Elle avait cependant tout raconté à M. de Mollens et à sa femme qui venaient la voir parfois et à qui elle ne cachait rien des différents incidents de sa vie.

— Ce misérable ne manque pas d’aplomb ! avait dit le marquis avec indignation. Il n’a donc plus l’ombre de conscience, pour oser insister encore près de vous dont il a tué le mari, car, en réalité, lui est le grand coupable. Depuis quelque temps, ses discours aux ouvriers sont d’une violence inouïe, et il compte, à la Chambre, parmi les plus forcenés. Sa sœur s’est remariée, elle a épousé un grand dignitaire de la franc-maçonnerie, beaucoup plus âgé qu’elle, mais très riche. Quel triste monde que tout cela !

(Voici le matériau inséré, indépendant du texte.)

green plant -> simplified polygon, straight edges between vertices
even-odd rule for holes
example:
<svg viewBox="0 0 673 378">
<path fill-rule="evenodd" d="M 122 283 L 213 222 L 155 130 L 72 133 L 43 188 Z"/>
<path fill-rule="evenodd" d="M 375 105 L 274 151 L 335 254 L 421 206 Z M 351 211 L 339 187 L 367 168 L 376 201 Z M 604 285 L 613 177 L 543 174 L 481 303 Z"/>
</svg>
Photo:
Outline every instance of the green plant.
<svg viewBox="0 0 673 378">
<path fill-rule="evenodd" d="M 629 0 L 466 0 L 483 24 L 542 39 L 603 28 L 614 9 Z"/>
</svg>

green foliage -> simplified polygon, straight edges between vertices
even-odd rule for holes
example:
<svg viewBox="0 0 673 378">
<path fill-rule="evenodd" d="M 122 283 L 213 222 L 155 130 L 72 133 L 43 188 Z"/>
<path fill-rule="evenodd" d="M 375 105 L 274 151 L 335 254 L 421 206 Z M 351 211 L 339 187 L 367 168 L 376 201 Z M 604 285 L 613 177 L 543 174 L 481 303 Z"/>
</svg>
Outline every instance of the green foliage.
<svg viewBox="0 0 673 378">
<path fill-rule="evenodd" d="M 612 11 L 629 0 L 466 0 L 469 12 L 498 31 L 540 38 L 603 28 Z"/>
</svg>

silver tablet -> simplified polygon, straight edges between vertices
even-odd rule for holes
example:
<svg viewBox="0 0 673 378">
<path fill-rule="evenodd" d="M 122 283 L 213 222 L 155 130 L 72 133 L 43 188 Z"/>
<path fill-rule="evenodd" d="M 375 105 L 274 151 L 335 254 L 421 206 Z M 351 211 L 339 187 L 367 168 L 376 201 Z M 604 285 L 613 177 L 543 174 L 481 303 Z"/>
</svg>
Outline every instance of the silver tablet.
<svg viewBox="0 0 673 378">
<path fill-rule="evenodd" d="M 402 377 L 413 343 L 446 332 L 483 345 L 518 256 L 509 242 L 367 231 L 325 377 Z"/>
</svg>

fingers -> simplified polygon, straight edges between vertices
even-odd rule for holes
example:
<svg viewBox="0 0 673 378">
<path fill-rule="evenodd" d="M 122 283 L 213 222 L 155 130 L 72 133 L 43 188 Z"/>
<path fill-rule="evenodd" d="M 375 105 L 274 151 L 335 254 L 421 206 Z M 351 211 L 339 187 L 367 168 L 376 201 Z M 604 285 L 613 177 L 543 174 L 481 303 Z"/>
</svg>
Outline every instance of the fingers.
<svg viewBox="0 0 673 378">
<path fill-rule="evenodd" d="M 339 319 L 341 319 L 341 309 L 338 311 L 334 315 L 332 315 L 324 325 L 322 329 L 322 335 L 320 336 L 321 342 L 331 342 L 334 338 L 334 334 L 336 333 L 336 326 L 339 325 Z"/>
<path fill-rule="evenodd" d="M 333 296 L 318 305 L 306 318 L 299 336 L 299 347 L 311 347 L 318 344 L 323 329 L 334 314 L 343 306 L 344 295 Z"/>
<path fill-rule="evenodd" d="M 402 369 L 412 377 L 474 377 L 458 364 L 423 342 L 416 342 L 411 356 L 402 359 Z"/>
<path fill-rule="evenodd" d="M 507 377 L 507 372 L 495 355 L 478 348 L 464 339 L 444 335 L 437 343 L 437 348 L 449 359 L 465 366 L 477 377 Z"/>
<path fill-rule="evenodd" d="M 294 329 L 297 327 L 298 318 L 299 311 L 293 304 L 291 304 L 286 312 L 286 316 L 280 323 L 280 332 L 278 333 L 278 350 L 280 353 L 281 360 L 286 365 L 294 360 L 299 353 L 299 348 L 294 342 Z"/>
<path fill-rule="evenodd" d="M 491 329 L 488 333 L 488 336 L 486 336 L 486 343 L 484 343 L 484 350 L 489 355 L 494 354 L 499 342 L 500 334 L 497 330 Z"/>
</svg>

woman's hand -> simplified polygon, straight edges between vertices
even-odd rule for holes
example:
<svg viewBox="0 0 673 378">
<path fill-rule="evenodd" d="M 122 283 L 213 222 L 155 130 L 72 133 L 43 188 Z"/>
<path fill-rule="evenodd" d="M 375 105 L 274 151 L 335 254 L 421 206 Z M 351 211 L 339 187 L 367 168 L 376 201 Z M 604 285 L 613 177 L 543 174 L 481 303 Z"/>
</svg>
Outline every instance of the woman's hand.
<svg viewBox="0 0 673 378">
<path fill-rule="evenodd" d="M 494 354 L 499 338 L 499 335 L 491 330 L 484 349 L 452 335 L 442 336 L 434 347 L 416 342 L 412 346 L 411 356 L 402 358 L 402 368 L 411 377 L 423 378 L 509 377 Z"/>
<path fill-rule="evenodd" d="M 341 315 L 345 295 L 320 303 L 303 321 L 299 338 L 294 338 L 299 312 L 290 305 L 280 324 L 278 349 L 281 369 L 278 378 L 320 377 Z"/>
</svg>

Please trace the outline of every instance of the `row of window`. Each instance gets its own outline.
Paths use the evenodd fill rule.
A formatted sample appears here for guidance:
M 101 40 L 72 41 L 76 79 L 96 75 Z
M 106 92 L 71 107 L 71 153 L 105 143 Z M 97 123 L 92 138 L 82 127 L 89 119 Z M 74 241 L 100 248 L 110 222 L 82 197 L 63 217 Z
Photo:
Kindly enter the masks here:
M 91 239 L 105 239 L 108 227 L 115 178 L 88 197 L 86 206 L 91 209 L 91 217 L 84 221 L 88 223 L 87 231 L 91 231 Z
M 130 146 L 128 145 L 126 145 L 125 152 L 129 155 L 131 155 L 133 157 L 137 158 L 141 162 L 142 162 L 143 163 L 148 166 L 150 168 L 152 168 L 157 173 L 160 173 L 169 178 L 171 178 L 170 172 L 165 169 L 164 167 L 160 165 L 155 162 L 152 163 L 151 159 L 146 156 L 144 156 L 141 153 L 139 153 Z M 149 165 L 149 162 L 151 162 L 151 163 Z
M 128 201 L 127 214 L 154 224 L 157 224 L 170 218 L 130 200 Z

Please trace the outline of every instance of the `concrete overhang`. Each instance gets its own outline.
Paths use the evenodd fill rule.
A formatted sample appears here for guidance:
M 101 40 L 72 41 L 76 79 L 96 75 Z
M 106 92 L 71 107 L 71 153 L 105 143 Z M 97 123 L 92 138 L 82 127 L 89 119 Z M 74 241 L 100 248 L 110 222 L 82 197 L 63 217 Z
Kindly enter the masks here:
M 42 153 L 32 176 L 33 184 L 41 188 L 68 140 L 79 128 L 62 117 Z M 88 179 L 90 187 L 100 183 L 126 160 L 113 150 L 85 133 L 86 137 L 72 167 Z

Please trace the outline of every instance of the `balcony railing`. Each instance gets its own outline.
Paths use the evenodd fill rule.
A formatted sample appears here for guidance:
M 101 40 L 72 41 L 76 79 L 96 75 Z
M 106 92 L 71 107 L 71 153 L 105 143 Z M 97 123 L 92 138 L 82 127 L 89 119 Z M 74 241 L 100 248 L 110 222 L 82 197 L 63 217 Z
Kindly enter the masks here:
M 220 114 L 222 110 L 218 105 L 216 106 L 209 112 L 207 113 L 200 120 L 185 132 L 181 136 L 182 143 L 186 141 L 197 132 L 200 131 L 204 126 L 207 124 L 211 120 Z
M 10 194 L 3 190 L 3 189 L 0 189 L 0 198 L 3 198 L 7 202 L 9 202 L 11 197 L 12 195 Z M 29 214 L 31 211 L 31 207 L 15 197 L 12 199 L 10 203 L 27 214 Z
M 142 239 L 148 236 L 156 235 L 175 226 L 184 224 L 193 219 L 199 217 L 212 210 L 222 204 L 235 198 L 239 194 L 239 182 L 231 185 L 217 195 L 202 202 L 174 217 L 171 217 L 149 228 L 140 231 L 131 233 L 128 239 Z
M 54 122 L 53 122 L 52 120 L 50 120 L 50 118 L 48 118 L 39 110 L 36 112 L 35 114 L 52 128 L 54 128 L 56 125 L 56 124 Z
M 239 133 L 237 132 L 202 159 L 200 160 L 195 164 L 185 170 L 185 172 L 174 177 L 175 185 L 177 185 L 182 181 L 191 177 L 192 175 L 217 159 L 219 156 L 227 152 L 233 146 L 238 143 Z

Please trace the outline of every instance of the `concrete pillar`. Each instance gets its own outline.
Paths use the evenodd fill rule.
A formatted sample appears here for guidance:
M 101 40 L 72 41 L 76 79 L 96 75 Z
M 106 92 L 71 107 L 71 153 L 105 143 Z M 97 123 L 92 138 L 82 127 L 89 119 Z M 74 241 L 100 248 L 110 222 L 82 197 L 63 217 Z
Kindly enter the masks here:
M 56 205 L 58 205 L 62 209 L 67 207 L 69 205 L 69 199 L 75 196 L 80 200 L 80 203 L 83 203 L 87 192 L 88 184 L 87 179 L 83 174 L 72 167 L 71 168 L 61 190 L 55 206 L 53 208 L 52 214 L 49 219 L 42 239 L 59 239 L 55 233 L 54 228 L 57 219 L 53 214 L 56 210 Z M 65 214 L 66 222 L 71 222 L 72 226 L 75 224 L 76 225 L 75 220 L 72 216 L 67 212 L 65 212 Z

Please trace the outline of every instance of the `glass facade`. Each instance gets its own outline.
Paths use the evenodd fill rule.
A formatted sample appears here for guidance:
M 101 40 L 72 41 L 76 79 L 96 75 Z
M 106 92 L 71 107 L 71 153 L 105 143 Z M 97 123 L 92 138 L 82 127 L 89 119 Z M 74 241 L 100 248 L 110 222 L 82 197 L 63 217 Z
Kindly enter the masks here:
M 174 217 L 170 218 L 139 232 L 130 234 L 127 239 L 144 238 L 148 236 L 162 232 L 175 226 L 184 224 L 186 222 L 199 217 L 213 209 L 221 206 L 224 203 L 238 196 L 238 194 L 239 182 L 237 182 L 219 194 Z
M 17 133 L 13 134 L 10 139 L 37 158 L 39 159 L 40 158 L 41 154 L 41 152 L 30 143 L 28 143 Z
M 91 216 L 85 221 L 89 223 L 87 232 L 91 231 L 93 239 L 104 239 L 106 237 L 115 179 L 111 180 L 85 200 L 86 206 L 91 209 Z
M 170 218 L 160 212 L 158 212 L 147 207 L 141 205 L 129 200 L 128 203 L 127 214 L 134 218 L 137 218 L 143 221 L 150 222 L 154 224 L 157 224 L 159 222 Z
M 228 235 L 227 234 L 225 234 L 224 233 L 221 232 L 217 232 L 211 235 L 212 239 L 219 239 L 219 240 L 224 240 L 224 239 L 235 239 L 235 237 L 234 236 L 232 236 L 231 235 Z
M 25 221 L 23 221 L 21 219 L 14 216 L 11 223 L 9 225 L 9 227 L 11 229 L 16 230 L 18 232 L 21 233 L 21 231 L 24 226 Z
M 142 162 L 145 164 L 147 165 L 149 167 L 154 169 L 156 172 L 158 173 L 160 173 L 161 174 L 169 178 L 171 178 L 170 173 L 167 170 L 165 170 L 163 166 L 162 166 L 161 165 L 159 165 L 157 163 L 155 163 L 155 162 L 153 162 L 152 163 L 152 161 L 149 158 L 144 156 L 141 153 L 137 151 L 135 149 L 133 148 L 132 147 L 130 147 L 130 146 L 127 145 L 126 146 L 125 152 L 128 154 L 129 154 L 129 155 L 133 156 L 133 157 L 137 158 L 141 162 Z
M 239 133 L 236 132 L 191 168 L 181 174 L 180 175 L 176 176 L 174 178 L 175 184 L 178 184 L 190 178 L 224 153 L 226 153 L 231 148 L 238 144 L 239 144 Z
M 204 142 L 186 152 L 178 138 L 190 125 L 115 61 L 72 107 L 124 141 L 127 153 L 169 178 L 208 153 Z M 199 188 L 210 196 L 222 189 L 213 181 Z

Un après-midi d’été, Mme de Mollens arriva à Meudon en compagnie de Mlle Césarine. Celle-ci n’aurait pu distraire de son maigre gain de quoi payer ce voyage, si minime qu’il fût, d’autant moins qu’elle venait de recueillir une petite fille aveugle et sourde qui portait à trois le nombre de ses protégés. Mais la marquise, n’ignorant pas le secret désir qu’avait l’excellente vieille fille de revoir sa chère Micheline et les enfants, était arrivée chez elle le matin et lui avait dit :

— Je vais à Meudon et je vous emmène, mademoiselle Césarine.